Pero nunca había pensado en eso. Al escribirlo pensé que era una anécdota muy curiosa
y que además era cierta, y que en el caso de que no hubiera sido cierta merecería ser
inventada ¿no? Pero, habiendo tantos temas en el mundo ¿por qué hablamos de política,
que es el tema que menos domino y en el cual me dejo llevar por pasiones? Y que yo veo,
además, como un problema ético. Usted ha visto que yo tengo una preocupación ética.
Cuando estuvimos hablando sobre Baudelaire, Dostoievsky, Poe...
—Lo que pasa, Borges, es que interesa su pensamiento por su obra, que tiene gran
importancia.
—Bueno, pero si tiene esa importancia no creo tener mayor derecho a elucidarla. El
escritor debe ser esencialmente inocente y espontáneo, de modo que lo que yo diga sobre
mi obra tiene menos valor que lo que diga Ana María Barrenechea o cualquiera. Yo he
escrito mis cuentos una sola vez. Ustedes los han leído muchas. Son más de ustedes que
míos. Yo he tratado de que mis opiniones no intervengan en mi obra. De modo que cuando
me dicen que estoy encerrado en una torre de marfil, digo que esa imagen tomada del
ajedrez es falsa, puesto que nadie ha tenido ninguna duda sobre lo que yo he pensado.

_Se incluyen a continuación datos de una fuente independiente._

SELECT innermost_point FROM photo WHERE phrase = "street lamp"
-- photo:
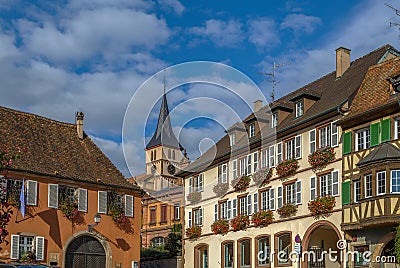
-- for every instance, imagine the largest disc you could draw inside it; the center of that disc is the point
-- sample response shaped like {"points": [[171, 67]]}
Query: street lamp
{"points": [[97, 219]]}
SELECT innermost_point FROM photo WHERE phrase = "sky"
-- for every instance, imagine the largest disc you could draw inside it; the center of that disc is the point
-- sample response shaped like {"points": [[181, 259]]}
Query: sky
{"points": [[58, 57]]}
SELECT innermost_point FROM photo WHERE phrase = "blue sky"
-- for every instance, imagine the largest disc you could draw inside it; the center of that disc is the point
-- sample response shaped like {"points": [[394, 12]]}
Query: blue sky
{"points": [[57, 57]]}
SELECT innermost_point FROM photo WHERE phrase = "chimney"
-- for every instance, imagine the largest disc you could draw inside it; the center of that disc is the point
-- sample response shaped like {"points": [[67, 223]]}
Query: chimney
{"points": [[257, 105], [342, 61], [79, 124]]}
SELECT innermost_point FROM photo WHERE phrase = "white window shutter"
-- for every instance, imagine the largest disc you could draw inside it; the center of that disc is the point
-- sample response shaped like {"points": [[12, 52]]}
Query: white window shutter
{"points": [[255, 202], [31, 193], [82, 200], [280, 196], [272, 199], [14, 255], [102, 202], [201, 217], [249, 204], [335, 183], [39, 248], [234, 207], [128, 205], [52, 199], [298, 193]]}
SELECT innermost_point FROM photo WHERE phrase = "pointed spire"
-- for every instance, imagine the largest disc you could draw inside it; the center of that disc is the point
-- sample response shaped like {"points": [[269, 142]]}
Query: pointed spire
{"points": [[164, 134]]}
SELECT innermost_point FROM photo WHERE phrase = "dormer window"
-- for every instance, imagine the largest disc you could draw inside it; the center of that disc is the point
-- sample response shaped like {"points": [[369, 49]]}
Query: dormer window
{"points": [[232, 138], [252, 130], [299, 108], [274, 120]]}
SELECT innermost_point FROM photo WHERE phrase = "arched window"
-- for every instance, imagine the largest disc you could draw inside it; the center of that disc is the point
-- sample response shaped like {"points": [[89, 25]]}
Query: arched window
{"points": [[157, 241]]}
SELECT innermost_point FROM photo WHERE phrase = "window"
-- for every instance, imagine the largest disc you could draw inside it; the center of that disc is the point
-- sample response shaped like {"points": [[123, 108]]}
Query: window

Pero no creo que lo que yo piense en materia política o en materia religiosa —lo cual es
mucho más importante— influye en lo que escribo. Alguien me dijo alguna vez que yo
creía que la historia es cíclica, porque en cierto cuento mío hay formas que se repiten.
Pero lo que yo he hecho es aprovechar las posibilidades estéticas de la doctrina de los
ciclos. Pero eso no quiere decir que yo crea en ella, ni que descrea tampoco. Yo soy ante
todo un hombre de letras que basándose en inquietudes propias ha tratado de aprovechar
las posibilidades literarias de la filosofía, de la metafísica y de las matemáticas, pero desde
luego no tengo ninguna autoridad para hablar como filósofo, ni como hombre de ciencia,
ni como matemático.
—Pero su obra tiene una importancia fundamental, Borges...

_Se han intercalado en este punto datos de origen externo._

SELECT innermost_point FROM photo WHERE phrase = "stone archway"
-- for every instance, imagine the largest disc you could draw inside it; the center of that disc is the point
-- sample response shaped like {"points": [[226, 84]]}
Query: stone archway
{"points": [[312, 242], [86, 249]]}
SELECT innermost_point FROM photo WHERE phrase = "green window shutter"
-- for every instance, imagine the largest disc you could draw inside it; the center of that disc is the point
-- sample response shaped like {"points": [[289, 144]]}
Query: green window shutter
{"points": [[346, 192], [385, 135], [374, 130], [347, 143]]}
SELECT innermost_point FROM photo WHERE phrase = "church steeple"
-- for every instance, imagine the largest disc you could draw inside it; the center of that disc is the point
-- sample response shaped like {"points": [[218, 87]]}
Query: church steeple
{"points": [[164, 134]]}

—No, no, no creo. Yo me he propuesto distraer y quizás inquietar. Pero creo que la
gente se va a cansar muy pronto de lo que yo he escrito.
—Sin embargo, admita que es un paso decisivo para consolidar un lenguaje que —
entre otras cosas— no sea un lenguaje costumbrista.
—Ah, bueno, eso sí. Pero yo, precisamente, he llegado a eso cometiendo todos los
errores posibles. Cuando empecé a escribir yo quería ser un clásico español humanista,
del siglo XVII. Luego adquirí un diccionario de argentinismos. Y me propuse ser un
escritor criollo. Y acumulé tantas palabras criollas que yo mismo ya no me entendía sin
recurrir al diccionario que luego presté para no ceder a la tentación. Y creo que ahora
escribo, digamos... como un argentino normal, escribo normalmente en argentino. Es
decir, ni trato de ser español porque eso sería disfrazarme, ni trato de ser argentino porque
eso también sería disfrazarme. Creo haber llegado a escribir con cierta inocencia. No creo
en el costumbrismo, ni tampoco en el lunfardo que es una ficción literaria asaz pobre ¿no?
Una convención literaria, mejor dicho. Últimamente he escrito milongas y me he cuidado
mucho de no intercalar ninguna palabra del lunfardo, porque me he dado cuenta de que
si cedía a esa tentación se falseaba todo, ya se vería al escritor con su diccionario, tratando
de ser orillero... y yo creo que el orillero está más bien en la entonación.